The present IPR petitions has been filed against the claims 22-27 and 30 of the US ‘094 patent on the grounds of obviousness.
Claim 22 comprises a method for reducing the likelihood of cancer chemotherapy-induced nausea and vomiting, comprising intravenously administering to a human in need thereof a pharmaceutical single-use, unit-dose formulation comprising a 5 mL sterile aqueous isotonic solution buffered at a pH of about 5.0+0.5, said solution comprising: about 0.05 mg/mL Palonosetron HCl based on the weight of its free base; and a tonicifying effective amount of mannitol; wherein said solution optionally comprises one or a combination of a citrate buffer and a chelating agent, wherein said formulation is stable at 24 months when stored at room temperature, and wherein said intravenous administration to said human occurs before the start of the cancer chemotherapy.

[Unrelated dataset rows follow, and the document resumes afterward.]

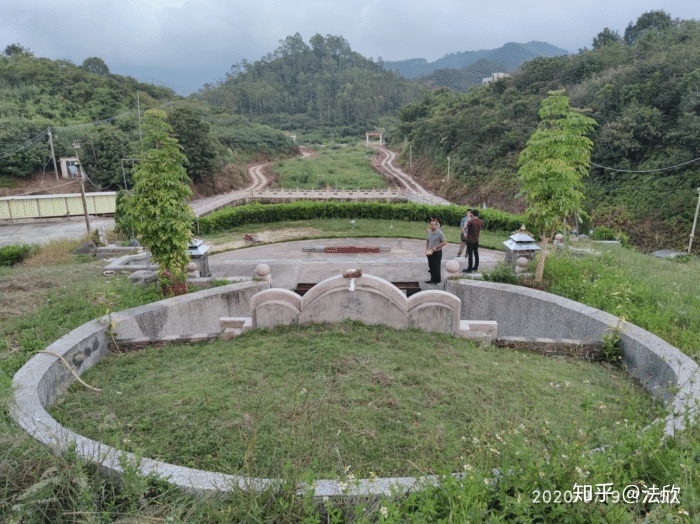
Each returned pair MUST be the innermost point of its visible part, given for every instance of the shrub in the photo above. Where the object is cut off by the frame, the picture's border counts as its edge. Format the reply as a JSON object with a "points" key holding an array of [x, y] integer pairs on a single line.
{"points": [[229, 217], [14, 254]]}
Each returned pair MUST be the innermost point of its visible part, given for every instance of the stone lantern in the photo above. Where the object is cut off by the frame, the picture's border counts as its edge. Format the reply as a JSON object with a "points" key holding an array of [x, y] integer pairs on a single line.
{"points": [[520, 244], [198, 255]]}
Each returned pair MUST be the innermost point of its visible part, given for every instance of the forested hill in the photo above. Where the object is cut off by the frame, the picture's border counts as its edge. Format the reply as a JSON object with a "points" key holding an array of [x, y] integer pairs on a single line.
{"points": [[508, 56], [308, 86], [642, 88], [38, 93], [100, 109]]}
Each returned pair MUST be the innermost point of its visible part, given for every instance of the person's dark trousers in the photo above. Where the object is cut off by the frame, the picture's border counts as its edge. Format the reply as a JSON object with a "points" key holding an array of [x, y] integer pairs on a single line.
{"points": [[473, 254], [434, 262]]}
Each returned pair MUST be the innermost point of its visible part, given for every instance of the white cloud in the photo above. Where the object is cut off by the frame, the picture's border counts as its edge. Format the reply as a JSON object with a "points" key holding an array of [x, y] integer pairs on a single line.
{"points": [[203, 38]]}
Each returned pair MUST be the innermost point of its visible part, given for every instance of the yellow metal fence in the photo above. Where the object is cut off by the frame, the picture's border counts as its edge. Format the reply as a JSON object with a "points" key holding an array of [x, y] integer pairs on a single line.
{"points": [[47, 206]]}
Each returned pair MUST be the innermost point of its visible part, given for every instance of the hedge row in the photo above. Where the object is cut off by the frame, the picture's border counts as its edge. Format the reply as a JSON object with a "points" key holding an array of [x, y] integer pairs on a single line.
{"points": [[230, 217], [14, 254]]}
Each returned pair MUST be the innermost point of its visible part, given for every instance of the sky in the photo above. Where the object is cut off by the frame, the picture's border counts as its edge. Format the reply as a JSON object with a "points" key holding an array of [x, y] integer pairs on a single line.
{"points": [[184, 44]]}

Claims 23-27 and 30 are dependent on claim 22.
Reddy’s argued that the above claims of US ‘094 Patent are taught, either expressly or inherently, in the prior art, or are obvious in view of the prior art.
The following documents have been opted as a prior art in the present case (imp considered):
i) Berger’s U.S. Patent No. 5,202,333 which claims Palonosetron and described the synthesis of the molecule, and various analogs, and it provided some basic information about how Palonosetron could be formulated and used;
ii) Chelly’s Abstracts of Scientific Papers 1996 Annual Meeting, 85 Anesthesiology, No. 34, A21 (Sept. 1996) which discloses results of a completed Phase II clinical study in humans where Palonosetron was administered orally to 351 patients to prevent postoperative nausea and vomiting (“PONV”) following laparoscopic surgery, dosed at 0.3, 1.0, 3.0, 10.0, and 30μg/kg [0.021mg, 0.07mg, 0.21mg, 0.7mg, and 2.1mg] or placebo;
iii) Tang’s The Efficacy of RS-25259, a Long-Acting Selective 5-HT3 Receptor Antagonist, for Preventing Postoperative Nausea and Vomiting After Hysterectomy Procedures, which discloses preliminary efficacy of Palonosetron in a second Phase II clinical study;
iv) Zofran’s In Physician’s Desk Reference 1503-07 (55th ed.);
v) Avis et al., Parental Drug Administration: Routes, Precautions, Problems, complications, and Drug Delivery Systems and etc.,
Reddy’s argued that the invention claimed in claim 22-27 and claim 30 are obvious to a person skilled in the art in view of the combination of the teachings disclosed in the above prior art.